Earlier today it was announced that Duke Basketball freshman, R.J. Barrett, was named USA Today’s National Player of the Year for the 2018-19 season.
Barrett’s been a solid contributor to the ACC Champions rotation with averages of 22.9 points, 7.5 rebounds, and 4.1 assists per game and missing no time off.
“He can really put it in the basket,” CBS Sports’ Clark Kellogg told me.
“He has the gift of scoring and him being left handed helps.”
In addition to National Player of the Year honors, Barrett was named to the All-ACC First Team, All-ACC Freshman Team and came in second, behind Zion Williamson in the ACC Player and Freshman of the Year Awards.
The Star’s Dave Feschuk notes that the knock on Barrett is that he’s not yet a great shooter.
And his numbers, 30 percent from three-point range and 66 percent from the free-throw line — could certainly use improvement. But he’s shown an undeniable ability to rise to the occasion.

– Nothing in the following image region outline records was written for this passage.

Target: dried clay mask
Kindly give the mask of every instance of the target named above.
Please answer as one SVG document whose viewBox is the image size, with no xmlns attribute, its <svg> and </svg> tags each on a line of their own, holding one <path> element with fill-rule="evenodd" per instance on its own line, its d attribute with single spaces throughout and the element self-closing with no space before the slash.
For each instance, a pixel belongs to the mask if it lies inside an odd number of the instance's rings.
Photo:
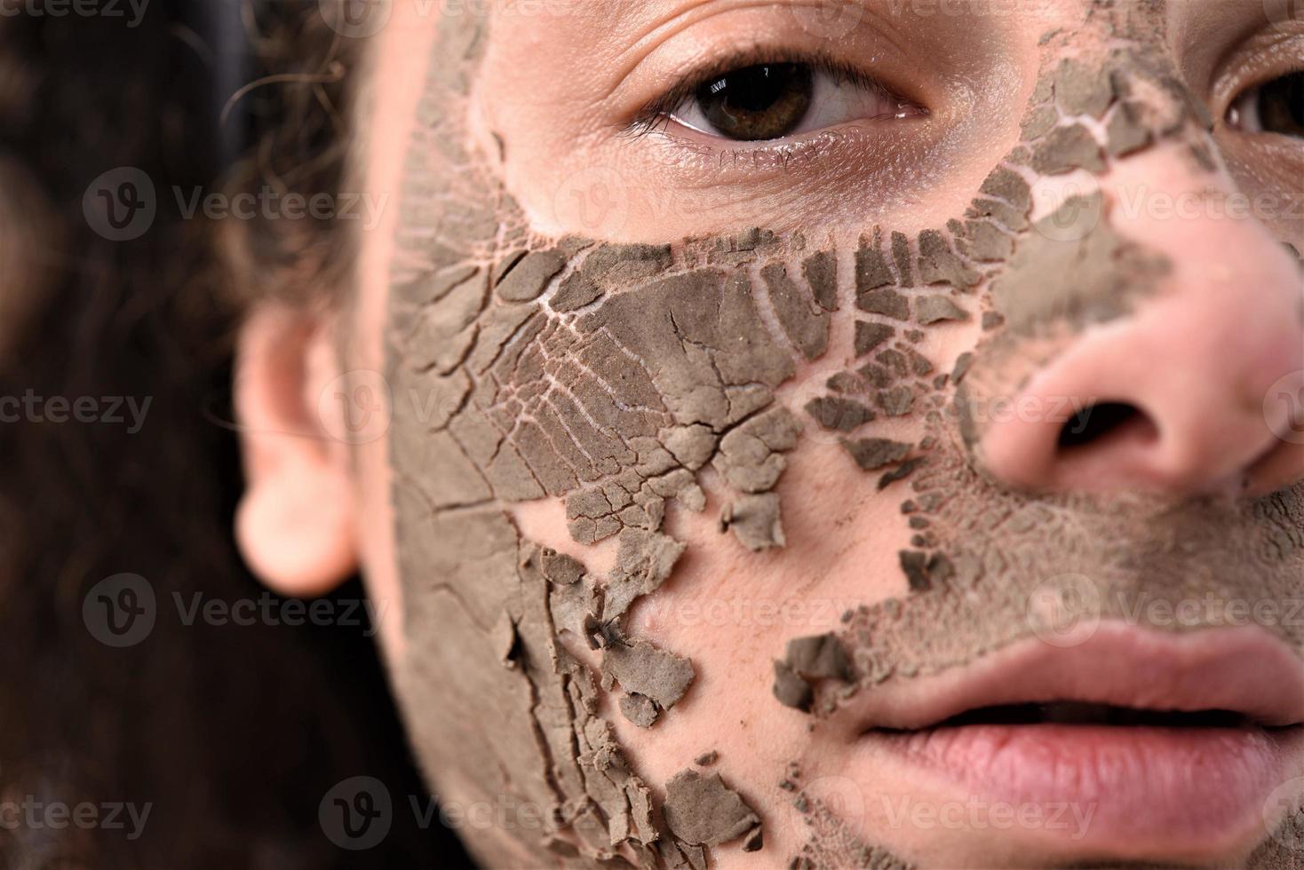
<svg viewBox="0 0 1304 870">
<path fill-rule="evenodd" d="M 840 474 L 900 505 L 884 539 L 908 542 L 891 555 L 901 595 L 768 651 L 772 685 L 754 692 L 808 716 L 812 745 L 867 720 L 918 724 L 893 722 L 884 688 L 1039 637 L 1038 595 L 1089 594 L 1103 621 L 1133 616 L 1120 602 L 1153 587 L 1291 598 L 1299 486 L 1181 501 L 1031 495 L 983 453 L 994 401 L 1084 331 L 1133 316 L 1174 270 L 1119 229 L 1106 193 L 1047 204 L 1034 191 L 1161 147 L 1188 172 L 1224 173 L 1209 111 L 1145 9 L 1097 10 L 1091 39 L 1043 38 L 1021 141 L 960 214 L 923 232 L 865 225 L 852 245 L 814 227 L 670 245 L 533 232 L 466 129 L 489 25 L 442 26 L 385 337 L 395 393 L 438 409 L 396 405 L 390 436 L 407 637 L 395 681 L 436 785 L 546 807 L 541 827 L 473 836 L 479 857 L 700 870 L 742 850 L 764 856 L 758 866 L 909 866 L 810 787 L 828 772 L 818 755 L 751 781 L 707 753 L 656 781 L 613 727 L 655 732 L 700 692 L 700 663 L 631 620 L 682 582 L 700 543 L 674 534 L 689 527 L 674 517 L 711 514 L 712 546 L 728 537 L 781 557 L 795 533 L 777 486 L 811 439 L 837 444 Z M 940 358 L 939 330 L 968 330 L 968 350 Z M 523 531 L 524 508 L 542 501 L 565 505 L 569 542 Z M 1297 624 L 1274 630 L 1304 651 Z M 719 727 L 729 722 L 721 711 Z M 799 852 L 767 844 L 765 801 L 802 819 Z M 1290 843 L 1251 866 L 1299 866 Z"/>
</svg>

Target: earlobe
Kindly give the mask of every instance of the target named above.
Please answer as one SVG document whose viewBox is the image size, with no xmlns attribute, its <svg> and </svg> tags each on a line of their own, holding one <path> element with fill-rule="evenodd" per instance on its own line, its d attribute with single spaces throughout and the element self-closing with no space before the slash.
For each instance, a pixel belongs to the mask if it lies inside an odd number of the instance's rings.
<svg viewBox="0 0 1304 870">
<path fill-rule="evenodd" d="M 235 537 L 253 573 L 283 595 L 321 595 L 357 570 L 349 448 L 318 401 L 338 374 L 330 318 L 263 303 L 241 327 L 232 392 L 245 491 Z"/>
</svg>

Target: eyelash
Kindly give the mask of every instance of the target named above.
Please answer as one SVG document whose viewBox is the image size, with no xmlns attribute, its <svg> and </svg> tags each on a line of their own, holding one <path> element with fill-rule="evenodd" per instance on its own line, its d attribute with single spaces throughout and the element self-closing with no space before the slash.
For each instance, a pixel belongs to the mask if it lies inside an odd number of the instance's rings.
<svg viewBox="0 0 1304 870">
<path fill-rule="evenodd" d="M 639 108 L 634 120 L 630 121 L 625 132 L 634 135 L 647 135 L 665 129 L 672 121 L 672 115 L 687 100 L 692 99 L 698 90 L 722 78 L 729 73 L 748 66 L 762 64 L 803 64 L 816 73 L 824 73 L 838 85 L 854 85 L 868 91 L 878 91 L 888 99 L 900 100 L 900 95 L 885 87 L 882 82 L 868 76 L 845 61 L 837 60 L 832 55 L 819 51 L 793 51 L 786 48 L 751 48 L 735 52 L 721 60 L 704 64 L 702 69 L 689 73 L 681 78 L 669 91 L 657 96 Z M 927 111 L 927 109 L 925 109 Z"/>
</svg>

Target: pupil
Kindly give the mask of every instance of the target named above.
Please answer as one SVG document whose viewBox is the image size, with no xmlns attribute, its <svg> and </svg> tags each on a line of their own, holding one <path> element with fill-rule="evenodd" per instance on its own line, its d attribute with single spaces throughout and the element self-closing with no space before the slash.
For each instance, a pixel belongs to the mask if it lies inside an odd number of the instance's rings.
<svg viewBox="0 0 1304 870">
<path fill-rule="evenodd" d="M 1269 82 L 1261 99 L 1265 130 L 1304 135 L 1304 72 Z"/>
<path fill-rule="evenodd" d="M 810 109 L 812 90 L 808 66 L 760 64 L 703 85 L 696 100 L 721 135 L 754 142 L 792 133 Z"/>
</svg>

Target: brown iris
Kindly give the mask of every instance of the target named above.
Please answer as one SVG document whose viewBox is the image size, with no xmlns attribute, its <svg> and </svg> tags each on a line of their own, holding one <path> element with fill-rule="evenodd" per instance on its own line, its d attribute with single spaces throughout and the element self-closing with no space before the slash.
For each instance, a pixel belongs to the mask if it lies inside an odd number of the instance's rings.
<svg viewBox="0 0 1304 870">
<path fill-rule="evenodd" d="M 762 64 L 737 69 L 698 89 L 698 107 L 730 139 L 778 139 L 801 124 L 811 107 L 814 77 L 802 64 Z"/>
<path fill-rule="evenodd" d="M 1264 85 L 1258 94 L 1258 119 L 1266 133 L 1304 137 L 1304 72 Z"/>
</svg>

Barrett made six of 10 three-point tries in a big win over Virginia early last month, this with LeBron James watching from the sidelines. And on the road at Syracuse, Barrett punctuated a 30-point, seven-assist, five-rebound performance by nailing a game-sealing jump shot before theatrically touching his left index finger to his mouth to shush the largest crowd in Carrier Dome history.
“Mentally he’s one of the strongest athletes I’ve ever coached. His confidence level under pressure never fades. The lights don’t seem to affect him. He only gets better as the stage gets bigger,” said Roy Rana, who coached Barrett when Canada’s junior national team won gold at the FIBA U19 World Cup in 2017. “I don’t know if that has anything to do with Steve Nash or Rowan Barrett, or any of the other great players he’s had access to. I think that’s just innate — that’s just something he has inside him.”
Clark Kellogg tells me that the key to Barrett being great for Duke during the NCAA Tournament relies on Barrett playing like Barrett.
Translation: Just be yourself…the person who got you to this point!
“He can’t be stopped getting to the rim,” Kellogg tells me.
“The key is, will he have the patience when the going gets tough to not force the issue and still find ways to get it in the basket. But that comes with youth.”